А поди ж ты, не принимает грешное тело матушка-Волга, хоть расстреляй, не принимает.

С двадцать первого года Ощепков живет в Японии, точнее, на Сахалине (еще одно неприятное воспоминание, которое тоже приходится отгонять силой воли, но в ноздрях уже щекочет запах карболки пополам с какими-то благовониями, запах японского госпиталя, который был для него, Спиридонова, персональной тюрьмой… и еще что-то восточное, более нежное, как теплая кожа, но от того еще более болезненное). Да не просто живет, а каким-то хитрым способом добивается, что японские власти признают его наследником умершего отца. Что никак не может быть без того, чтобы япошки ему не доверяли, то есть опять намек на двурушничество… Наследство, по сахалинским меркам, немаленькое, так что, распродав его часть, юноша приобретает кинопроектор и организовывает кинотеатр, весьма охотно посещаемый японцами. Вроде все чисто, но у Виктора Афанасьевича тут же появляется стойкое впечатление, что быть коммерсантом Васе Ощепкову пришлось по душе. По-человечески понять его можно – когда в одиннадцать лет ты одинок, как придорожное былье, в кармане дыра, желудок сводит от голода, мечтать о богатстве – единственное доступное утешение. Однако… все равно это неправильно. На дворе двадцать первый, Гражданская война толком не кончилась, а Вася разгуливает по Александровску, сладко ест, мягко спит и в ус не дует. Дальше – больше: через три года Ощепков отправляется в Японию через Харбин, где внезапно женится на невесть как оказавшейся там русской девушке Марии. Нет, русских в Харбине, конечно, полно, но каких русских? Недобитых колчаковцев и прочих, как выражался товарищ Дзержинский, контрреволюционных элементов… Виктор Афанасьевич закурил, вспоминая, как Железный Феликс произносил это выражение, с грозным рыком на двойном «р», подчеркнутым сильным польским акцентом.
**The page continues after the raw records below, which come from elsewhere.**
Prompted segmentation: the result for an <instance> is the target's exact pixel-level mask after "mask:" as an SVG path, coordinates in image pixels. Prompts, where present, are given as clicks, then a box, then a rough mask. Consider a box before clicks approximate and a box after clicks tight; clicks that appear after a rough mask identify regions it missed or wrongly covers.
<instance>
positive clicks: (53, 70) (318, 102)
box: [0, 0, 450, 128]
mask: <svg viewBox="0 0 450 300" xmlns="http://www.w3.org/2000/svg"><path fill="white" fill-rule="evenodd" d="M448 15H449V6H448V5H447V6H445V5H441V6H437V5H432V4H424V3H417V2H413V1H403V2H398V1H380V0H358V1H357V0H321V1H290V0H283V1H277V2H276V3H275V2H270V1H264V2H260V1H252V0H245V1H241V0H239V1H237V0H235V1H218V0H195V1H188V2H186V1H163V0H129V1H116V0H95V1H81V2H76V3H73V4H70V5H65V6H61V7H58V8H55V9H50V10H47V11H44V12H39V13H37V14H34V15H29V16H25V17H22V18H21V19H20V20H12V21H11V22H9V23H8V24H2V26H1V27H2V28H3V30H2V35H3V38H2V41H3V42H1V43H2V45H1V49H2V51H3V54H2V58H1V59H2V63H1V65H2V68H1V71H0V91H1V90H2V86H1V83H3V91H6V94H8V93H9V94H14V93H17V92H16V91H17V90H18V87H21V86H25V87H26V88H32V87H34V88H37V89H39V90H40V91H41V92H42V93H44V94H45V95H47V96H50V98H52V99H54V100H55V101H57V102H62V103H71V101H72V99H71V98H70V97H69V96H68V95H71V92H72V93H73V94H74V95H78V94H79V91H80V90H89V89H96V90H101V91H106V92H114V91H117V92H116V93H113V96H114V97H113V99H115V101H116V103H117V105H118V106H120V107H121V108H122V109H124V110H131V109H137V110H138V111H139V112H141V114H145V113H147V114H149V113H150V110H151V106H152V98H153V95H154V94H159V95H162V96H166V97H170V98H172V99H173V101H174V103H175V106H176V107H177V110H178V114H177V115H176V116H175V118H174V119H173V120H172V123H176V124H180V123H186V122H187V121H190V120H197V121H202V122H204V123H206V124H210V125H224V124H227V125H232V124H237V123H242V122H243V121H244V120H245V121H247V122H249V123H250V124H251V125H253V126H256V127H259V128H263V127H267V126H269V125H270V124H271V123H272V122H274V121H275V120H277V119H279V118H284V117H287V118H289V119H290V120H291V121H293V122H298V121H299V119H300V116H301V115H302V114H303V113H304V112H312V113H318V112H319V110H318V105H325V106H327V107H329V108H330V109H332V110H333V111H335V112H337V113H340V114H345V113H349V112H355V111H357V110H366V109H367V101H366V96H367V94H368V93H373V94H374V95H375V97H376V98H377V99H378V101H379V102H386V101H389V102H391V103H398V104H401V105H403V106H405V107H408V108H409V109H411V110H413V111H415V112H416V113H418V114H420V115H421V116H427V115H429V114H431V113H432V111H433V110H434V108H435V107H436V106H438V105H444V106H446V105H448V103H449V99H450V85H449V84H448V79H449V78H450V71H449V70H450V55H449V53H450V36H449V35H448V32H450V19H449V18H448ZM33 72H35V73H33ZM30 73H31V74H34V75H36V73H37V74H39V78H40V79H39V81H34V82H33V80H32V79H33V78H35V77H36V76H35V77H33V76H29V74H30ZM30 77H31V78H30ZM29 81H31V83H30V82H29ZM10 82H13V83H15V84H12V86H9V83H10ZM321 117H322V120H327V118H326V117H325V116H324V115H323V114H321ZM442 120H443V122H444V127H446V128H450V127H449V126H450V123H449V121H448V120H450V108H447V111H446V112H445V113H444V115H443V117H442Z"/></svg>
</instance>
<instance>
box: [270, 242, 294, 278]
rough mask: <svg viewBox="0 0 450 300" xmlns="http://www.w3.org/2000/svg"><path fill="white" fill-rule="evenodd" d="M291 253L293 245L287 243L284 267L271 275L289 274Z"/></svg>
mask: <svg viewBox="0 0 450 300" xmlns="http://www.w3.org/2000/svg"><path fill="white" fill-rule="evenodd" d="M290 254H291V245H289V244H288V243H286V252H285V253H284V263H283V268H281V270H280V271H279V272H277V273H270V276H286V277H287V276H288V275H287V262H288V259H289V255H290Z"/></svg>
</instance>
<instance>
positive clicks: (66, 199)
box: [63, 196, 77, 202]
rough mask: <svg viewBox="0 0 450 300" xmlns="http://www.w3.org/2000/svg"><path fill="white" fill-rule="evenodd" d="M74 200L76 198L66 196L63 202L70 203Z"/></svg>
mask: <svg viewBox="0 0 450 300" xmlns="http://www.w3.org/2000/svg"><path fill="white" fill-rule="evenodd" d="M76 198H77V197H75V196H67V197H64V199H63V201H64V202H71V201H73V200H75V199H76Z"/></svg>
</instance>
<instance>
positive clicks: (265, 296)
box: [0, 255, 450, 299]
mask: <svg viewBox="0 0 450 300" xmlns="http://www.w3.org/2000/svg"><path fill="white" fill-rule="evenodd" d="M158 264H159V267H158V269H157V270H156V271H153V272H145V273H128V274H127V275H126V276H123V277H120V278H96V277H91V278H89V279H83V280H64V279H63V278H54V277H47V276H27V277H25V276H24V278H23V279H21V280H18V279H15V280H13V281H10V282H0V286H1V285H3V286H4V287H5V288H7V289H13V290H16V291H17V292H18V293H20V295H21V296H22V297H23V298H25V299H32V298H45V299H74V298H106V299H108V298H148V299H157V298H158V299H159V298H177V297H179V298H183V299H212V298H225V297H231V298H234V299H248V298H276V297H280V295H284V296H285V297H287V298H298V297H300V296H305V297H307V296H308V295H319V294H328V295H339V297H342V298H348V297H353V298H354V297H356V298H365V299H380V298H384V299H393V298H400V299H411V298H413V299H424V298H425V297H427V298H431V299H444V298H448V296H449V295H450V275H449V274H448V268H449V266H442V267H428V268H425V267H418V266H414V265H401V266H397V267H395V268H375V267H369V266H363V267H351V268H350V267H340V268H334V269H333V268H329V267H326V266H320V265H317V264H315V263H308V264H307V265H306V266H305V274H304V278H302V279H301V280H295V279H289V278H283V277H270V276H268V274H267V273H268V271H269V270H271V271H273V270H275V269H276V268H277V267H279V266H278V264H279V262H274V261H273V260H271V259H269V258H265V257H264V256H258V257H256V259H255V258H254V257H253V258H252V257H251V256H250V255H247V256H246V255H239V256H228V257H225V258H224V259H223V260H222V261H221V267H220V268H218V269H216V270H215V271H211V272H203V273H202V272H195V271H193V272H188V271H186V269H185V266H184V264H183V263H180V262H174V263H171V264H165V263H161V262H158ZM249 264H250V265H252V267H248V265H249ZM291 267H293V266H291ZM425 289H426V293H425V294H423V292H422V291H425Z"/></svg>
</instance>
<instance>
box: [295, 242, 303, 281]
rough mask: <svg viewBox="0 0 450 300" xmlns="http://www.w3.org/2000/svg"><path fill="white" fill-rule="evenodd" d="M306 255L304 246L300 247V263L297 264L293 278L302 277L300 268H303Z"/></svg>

Итак, русская девушка Маша и скоропалительное венчание в Харбине. Любовь с первого взгляда, как… опять приходится останавливать себя, чтобы не обжечься о собственное прошлое. Итак, наш Вася, на тот момент вполне себе, кстати, женатый на совершенно другой женщине, потерял голову от любви? Что-то не состыковывается. Почему – Виктор Афанасьевич сказать не мог, но в том, что не состыковывается, он ни капли не сомневался.

А ведь иногда людям просто необходимы сомнения. Особенно тогда, когда мы готовы осудить кого-то, подчас толком не зная его. Впрочем, о ком мы можем сказать, что хорошо его знаем, кроме самих себя? Да и сами себя удивляем, разве не так? И часто нам кажется, что человек нам понятен, тогда как мы просто выдумываем его характер, сами себе рисуем картину, а человек проявляет себя иначе, чем мы от него ожидаем…

Солнце тем временем село. Вошел проводник, осведомился, не пора ли зажигать свет в купе. Виктор Афанасьевич раздраженно кивнул – он еще не закончил работать. Неожиданно на него навалилась усталость, такая невероятная, какой он не чувствовал и после самых изнурительных тренировок. У него даже начали слипаться глаза, но он заставил себя дочитать то, что осталось, – все так же бегло, не вчитываясь, «начерно».